Cabana is an extraordinary mix of topics, objects, visual essays, even email exchanges between you and your friend, design impresaria Ambra Medda. Contributors have ranged from Martino Gamper, Patrick Kinmonth and Christian Louboutin to Barnaba Fornasetti and Andrea Branzi. How do you put it all together?
A lot of it is by feel. There are some constant features. We always have a piece on collectable items. In the first issue, we did Ex-Voto religious objects and photographed them against antique rugs. We always do a story on a contemporary craftsman; in the second issue, we looked at a kimono-maker in Japan and illustrated every aspect of his process. We also do something unusual, which is to shoot rooms in six or seven houses in a specific city, and then blend them in one portfolio to create a kind of dream house. It has a more narrative, poetic quality than the usual design feature. Christoph’s experience and taste is so important, too; I can come up with an editorial idea like that, but he has to make it possible.
The fact that we are not a monthly magazine means we don’t have to show the latest item. We can be more inspirational, more detailed. It can be about the inspiration of a particular corner of a room, the color, the objects. We want to give the reader the tactile sensation of being right there.

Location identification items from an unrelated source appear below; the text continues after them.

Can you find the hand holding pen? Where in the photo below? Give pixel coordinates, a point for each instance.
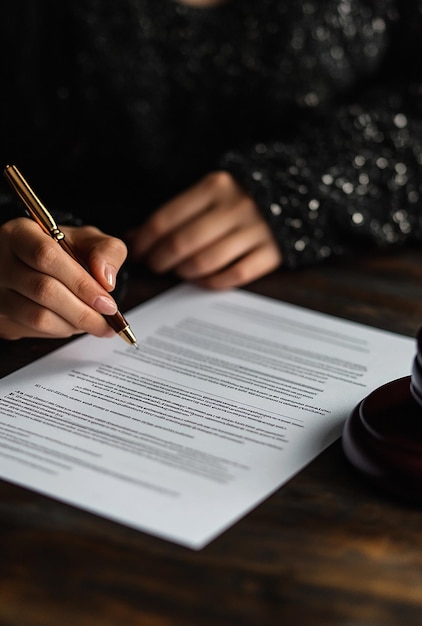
(44, 293)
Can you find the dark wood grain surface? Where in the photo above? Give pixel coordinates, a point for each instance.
(326, 549)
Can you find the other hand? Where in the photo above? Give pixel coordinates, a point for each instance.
(212, 234)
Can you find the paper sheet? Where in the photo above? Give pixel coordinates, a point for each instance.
(229, 395)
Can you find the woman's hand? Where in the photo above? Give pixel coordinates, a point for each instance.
(44, 292)
(213, 234)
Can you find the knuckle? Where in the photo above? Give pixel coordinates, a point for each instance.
(220, 179)
(40, 319)
(45, 255)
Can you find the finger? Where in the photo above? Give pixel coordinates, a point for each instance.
(21, 317)
(190, 203)
(106, 254)
(45, 256)
(226, 251)
(259, 262)
(167, 219)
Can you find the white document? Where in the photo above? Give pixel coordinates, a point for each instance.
(229, 395)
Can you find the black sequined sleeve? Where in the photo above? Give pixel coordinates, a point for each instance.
(352, 177)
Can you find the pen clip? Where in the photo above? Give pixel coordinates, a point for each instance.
(31, 201)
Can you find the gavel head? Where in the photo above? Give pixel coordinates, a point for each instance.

Why did you want to do a pop-up, and do you have plans for future ones?
I think there is some expectation now around the appearance of a new issue, and that’s how the idea of the pop-up shop happened. It’s a way of extending the Cabana experience and developing awareness of the brand. The magazine is like a shop window, and with the pop-up, you can bring people inside and provide an experience related to its style and identity. It’s like a cabinet of curiosities, so there are, for example, cushions by Rifat Özbek, objects by Stella Tennant and others selected for us by Duro Olowu. I hope we will do a pop-up every time a new issue comes out, wherever seems like the right place. Venice, maybe, or Los Angeles.
What are your favorite objects in the Milan pop-up and 1stdibs online shop?
I am always trying to create a story, so a lot of my favorite objects are things you can group together. I love a bunch of Bohemian enameled bottles that were made in the late 19th century for the Persian market. I found some in Marrakech, then more in London, and I now have several in my house. I also love tiles I found that were part of a 15th-century Austrian heating device; later blue-and-white tiles became popular, but these are green, which is very rare, and each one is different. I am also particularly fond of hand-painted dinner sets that I commissioned from a workshop in Milan. The designs are executed in four different colorways, and the idea is to mix them up. It’s so much nicer when everything isn’t perfect.